Brad Davis

No. 47
- Position: Running back

Personal information
- Born: February 9, 1953 (age 72) Hammond, Louisiana, U.S.
- Height: 5 ft 10 in (1.78 m)
- Weight: 204 lb (93 kg)

Career information
- High school: Hammond
- College: LSU
- NFL draft: 1975: 9th round, 211th overall pick

Career history
- Atlanta Falcons (1975–1976);

Awards and highlights
- First-team All-SEC (1973);
- Stats at Pro Football Reference

= Brad Davis (running back) =

American football player (born 1953)

Bradford Timothy Davis (born February 9, 1953) is an American former professional football player who was a running back for two seasons with the Atlanta Falcons of the National Football League (NFL). He played college football for the LSU Tigers.

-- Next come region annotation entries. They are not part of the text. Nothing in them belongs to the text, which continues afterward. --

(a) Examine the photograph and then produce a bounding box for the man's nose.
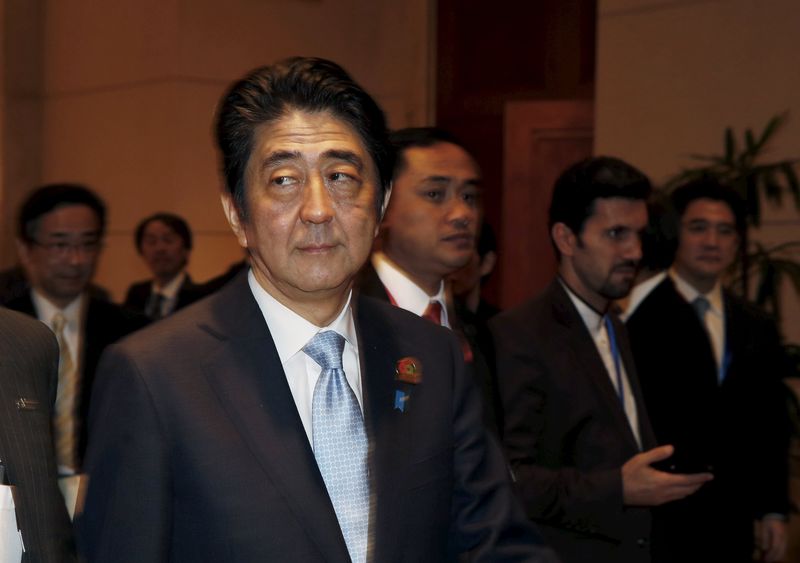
[447,196,478,226]
[300,175,335,223]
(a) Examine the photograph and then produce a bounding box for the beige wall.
[0,0,42,266]
[595,0,800,342]
[2,0,433,298]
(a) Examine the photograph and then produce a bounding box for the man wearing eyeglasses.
[627,178,790,563]
[7,184,143,484]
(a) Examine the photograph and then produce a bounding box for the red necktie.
[422,301,442,325]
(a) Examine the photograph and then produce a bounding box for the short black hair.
[216,57,392,218]
[639,194,678,272]
[134,211,192,254]
[477,221,497,260]
[389,127,470,179]
[17,183,106,244]
[672,174,747,236]
[548,156,653,235]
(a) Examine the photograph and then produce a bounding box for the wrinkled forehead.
[29,203,100,236]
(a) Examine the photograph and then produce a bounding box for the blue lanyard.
[603,315,625,408]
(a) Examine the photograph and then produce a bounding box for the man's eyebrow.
[44,230,100,240]
[322,149,364,172]
[261,151,300,170]
[424,174,482,188]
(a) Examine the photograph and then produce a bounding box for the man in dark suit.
[627,178,791,563]
[356,127,496,429]
[490,157,711,563]
[124,213,199,320]
[7,184,144,476]
[0,308,75,563]
[79,58,551,563]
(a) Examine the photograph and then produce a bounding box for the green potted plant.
[664,113,800,321]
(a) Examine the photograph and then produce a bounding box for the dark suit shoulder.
[489,282,564,335]
[0,307,55,343]
[356,294,457,348]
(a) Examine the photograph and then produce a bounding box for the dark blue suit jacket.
[79,275,552,563]
[489,281,655,563]
[0,307,75,563]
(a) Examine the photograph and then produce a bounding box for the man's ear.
[220,192,247,248]
[550,223,578,256]
[14,238,31,271]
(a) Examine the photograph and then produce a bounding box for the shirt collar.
[247,270,358,363]
[558,279,603,338]
[150,272,186,299]
[669,268,722,316]
[31,289,84,328]
[372,252,447,316]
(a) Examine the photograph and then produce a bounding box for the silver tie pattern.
[303,331,369,563]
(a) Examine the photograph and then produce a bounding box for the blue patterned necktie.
[303,331,369,563]
[692,295,711,328]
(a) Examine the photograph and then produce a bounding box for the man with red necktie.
[357,127,498,431]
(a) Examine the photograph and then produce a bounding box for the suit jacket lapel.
[200,275,349,561]
[549,281,644,451]
[355,297,413,561]
[612,315,657,450]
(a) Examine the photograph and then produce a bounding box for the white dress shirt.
[247,270,364,448]
[562,284,642,449]
[31,289,86,373]
[669,269,725,381]
[372,252,452,328]
[617,272,667,322]
[150,272,186,317]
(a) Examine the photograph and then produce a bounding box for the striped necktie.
[52,313,78,469]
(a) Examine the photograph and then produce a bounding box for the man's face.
[674,199,739,288]
[223,111,378,316]
[562,197,647,310]
[139,219,189,281]
[18,205,101,307]
[382,143,480,285]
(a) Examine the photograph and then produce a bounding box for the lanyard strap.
[603,315,625,408]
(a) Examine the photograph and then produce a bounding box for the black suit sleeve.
[77,347,171,563]
[450,332,556,562]
[490,322,624,538]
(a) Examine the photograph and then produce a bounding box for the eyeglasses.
[33,240,103,258]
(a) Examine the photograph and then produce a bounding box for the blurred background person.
[7,184,144,492]
[125,213,199,320]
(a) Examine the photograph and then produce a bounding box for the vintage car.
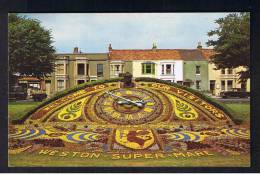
[220,88,250,98]
[32,91,47,101]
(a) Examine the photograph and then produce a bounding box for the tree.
[8,13,55,81]
[207,13,250,81]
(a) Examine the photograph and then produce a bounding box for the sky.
[21,13,228,53]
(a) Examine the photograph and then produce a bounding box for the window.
[209,80,216,91]
[166,64,172,75]
[177,81,182,85]
[227,80,233,91]
[86,64,89,75]
[56,64,64,74]
[78,63,85,75]
[221,80,226,91]
[196,66,200,74]
[142,63,155,74]
[228,68,233,74]
[97,64,103,77]
[78,80,85,85]
[57,80,65,91]
[162,65,164,75]
[110,65,124,76]
[196,80,201,89]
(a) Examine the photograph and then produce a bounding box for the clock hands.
[105,91,146,107]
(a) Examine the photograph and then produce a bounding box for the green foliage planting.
[207,13,250,81]
[13,78,122,124]
[135,77,240,123]
[8,13,55,78]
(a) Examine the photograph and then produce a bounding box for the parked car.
[8,86,27,100]
[220,88,250,98]
[32,91,47,101]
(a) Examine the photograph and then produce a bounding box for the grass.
[9,153,250,167]
[8,101,41,120]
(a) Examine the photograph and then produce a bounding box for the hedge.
[12,77,241,124]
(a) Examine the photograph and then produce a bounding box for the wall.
[157,60,183,83]
[133,60,159,78]
[183,61,209,91]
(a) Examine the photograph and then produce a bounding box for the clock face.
[87,88,173,125]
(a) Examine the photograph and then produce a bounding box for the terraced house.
[109,44,209,91]
[45,47,109,96]
[45,43,250,96]
[202,49,250,96]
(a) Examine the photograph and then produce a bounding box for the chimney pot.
[73,47,79,54]
[108,43,113,51]
[197,42,202,49]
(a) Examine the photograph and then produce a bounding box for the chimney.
[197,42,202,49]
[152,42,157,50]
[108,43,112,51]
[73,47,79,54]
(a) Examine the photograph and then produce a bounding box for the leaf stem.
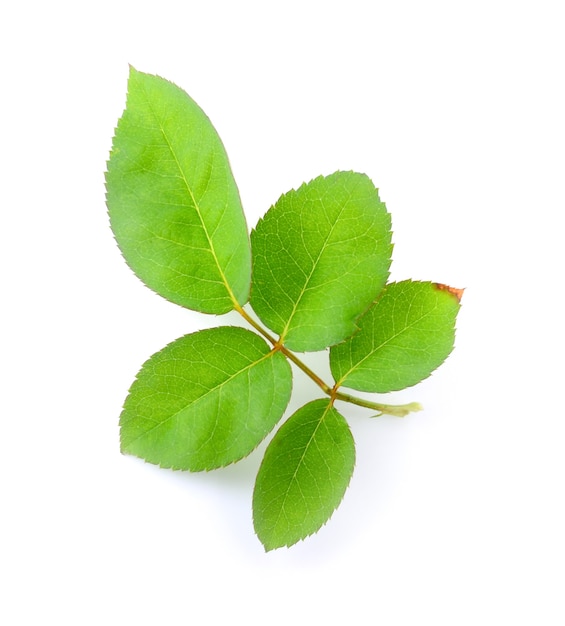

Davis was born in Hammond, Louisiana, and attended Hammond Magnet High School. He attended Louisiana State University, where he played football for the Tigers. He rushed for 2,253 yards on 472 carries in his college career, and had 16 rushing and two receiving touchdowns. He was named to the 1973 All-SEC team as a first-team selection by the United Press and second-team by the Associated Press after rushing for 904 yards and scoring seven total touchdowns during the season.